What advice would you give to newcomers of the game, how can they get started?
My biggest single piece of advice would be join the Faeria Discord! It's very new player friendly and a great way to learn about the game.
What Faeria tournaments are there for players to take part in at the moment, and what plans are there on the competitive side of things for Faeria in the future?
The most consistent tournament series at the moment is the Championship League. This runs every two weeks, and anyone can compete for a $400 prize pool.
Every three months, the 32 players who have been doing the best in these bi-weekly tournaments, or on ladder, compete for a $2,500 prize pool.
Other than that, there are some one-off tournaments planned, such as a 'blitz' Faeria tournament where you only have seconds to take your turn.
"I have personally been very frustrated by how much money you need to drop on 'free' games in order to keep up competitively. I hope games like Faeria can demonstrate there are other business models available"
Is there anything else you'd like to add?
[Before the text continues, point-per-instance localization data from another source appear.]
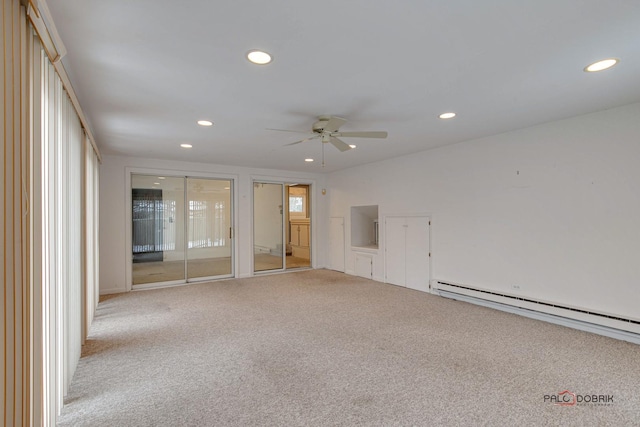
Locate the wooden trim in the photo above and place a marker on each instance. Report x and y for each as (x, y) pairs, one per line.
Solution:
(40, 17)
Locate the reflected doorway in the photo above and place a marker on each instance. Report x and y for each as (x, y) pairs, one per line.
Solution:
(181, 229)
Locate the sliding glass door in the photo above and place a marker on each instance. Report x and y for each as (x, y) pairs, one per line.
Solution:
(209, 228)
(181, 229)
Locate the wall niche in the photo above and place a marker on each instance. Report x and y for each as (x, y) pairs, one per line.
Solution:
(364, 226)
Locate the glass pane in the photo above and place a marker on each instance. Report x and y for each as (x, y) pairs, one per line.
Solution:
(157, 229)
(267, 226)
(208, 228)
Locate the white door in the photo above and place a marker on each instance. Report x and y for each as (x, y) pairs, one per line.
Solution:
(395, 248)
(407, 252)
(336, 244)
(417, 253)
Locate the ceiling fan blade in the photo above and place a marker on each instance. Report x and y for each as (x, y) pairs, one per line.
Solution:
(334, 124)
(340, 145)
(287, 130)
(369, 134)
(303, 140)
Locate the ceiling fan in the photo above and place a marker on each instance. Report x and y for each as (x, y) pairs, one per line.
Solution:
(327, 129)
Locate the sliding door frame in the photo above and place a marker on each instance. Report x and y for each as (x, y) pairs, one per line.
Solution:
(129, 171)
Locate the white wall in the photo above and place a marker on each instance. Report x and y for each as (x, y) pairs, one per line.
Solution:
(115, 193)
(554, 209)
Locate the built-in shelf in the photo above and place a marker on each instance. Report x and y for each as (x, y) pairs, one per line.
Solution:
(364, 227)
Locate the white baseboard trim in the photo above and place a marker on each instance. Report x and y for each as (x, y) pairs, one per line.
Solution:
(545, 317)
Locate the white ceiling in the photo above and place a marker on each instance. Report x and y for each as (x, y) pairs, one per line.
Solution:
(146, 70)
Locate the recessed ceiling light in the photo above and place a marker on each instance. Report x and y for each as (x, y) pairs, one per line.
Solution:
(601, 65)
(259, 57)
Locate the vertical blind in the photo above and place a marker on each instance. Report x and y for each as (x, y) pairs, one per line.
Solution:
(49, 225)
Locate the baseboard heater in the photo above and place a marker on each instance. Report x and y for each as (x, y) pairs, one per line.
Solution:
(590, 321)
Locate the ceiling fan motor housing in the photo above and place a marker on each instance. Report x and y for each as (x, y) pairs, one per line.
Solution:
(318, 126)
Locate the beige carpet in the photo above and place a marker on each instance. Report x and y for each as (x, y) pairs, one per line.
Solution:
(321, 348)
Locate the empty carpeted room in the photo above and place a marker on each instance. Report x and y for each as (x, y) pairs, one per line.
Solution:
(334, 213)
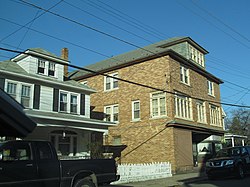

I am personally excited to see how the buy-to-play switch works for Faeria. I know I have personally been very frustrated by how much money you need to drop on 'free' games in order to keep up competitively, or even just to experiment with multiple decks.
I hope games like Faeria can demonstrate there are other business models available, similar to the 'living card game' design of Fantasy Flight titles, like Net Runner and Legend of the Five Rings.